Im Spiegel der Absurditäten

Christina/ Juni 29, 2011/ Philosophisches

Spiegel Online hat kürzlich den Artikel “Trüffelpasta mit Wüstenblick” über das vermeintlich höchste Restaurant der Welt und seine Extravaganzen veröffentlicht. Der Artikel selbst bringt nichts Neues, außer den üblichen Superlativen, auf die sich die westliche Presse im Zusammenhang mit „Kuriosem“ aus dem Wüstenstaat eingeschossen hat.

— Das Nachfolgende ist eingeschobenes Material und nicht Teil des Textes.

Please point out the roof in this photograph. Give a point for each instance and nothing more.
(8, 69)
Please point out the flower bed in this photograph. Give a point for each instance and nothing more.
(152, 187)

Bemerkenswert hingegen ist die beachtliche Anzahl von Kommentaren am Ende des Artikels, die der Beitrag hervorgerufen hat. Es sind 29 Kommentare an der Zahl. Das mag erst einmal nicht überraschen. Vergleicht man diese Menge jedoch mit der Anzahl der Kommentare, die vergleichbare Artikel wie „Was Griechenland Urlauber erwartet“, „Easyjet-Piloten wollen zum Ferienbeginn streiken“ oder auch „Roboter ersetzen den Hotelpagen“ erhielten, nämlich Null Kommentare, dann bekommt die Zahl 29 ein anderes Gewicht.

Auf Sand gebaut?

Mag die Anzahl der Kommentare noch beachtlich sein, so ist die Art der Kommentare erschreckend. Am auffälligsten ist, dass die Kommentatoren, die meinen mal wieder in das Horn blasen zu müssen, dass Dubai ein menschenverachtendes Land sei (darauf hat sich die Presse ja mittlerweile geeinigt, nachdem „höher-weiter-schneller“ nicht mehr zur Finanzkrise passte), es selber mit dem Respekt gegenüber Ihren Mitautoren nicht so genau nehmen. Oder wie sonst soll man sich einen solchen Schreibstil (Zitat!) erklären: „Viele haben ein Brett vor dem Kopf, manche einen Balken. Was in Ihrem Posting beeindruckend zu erkennen ist.“ Alles natürlich schön anonym.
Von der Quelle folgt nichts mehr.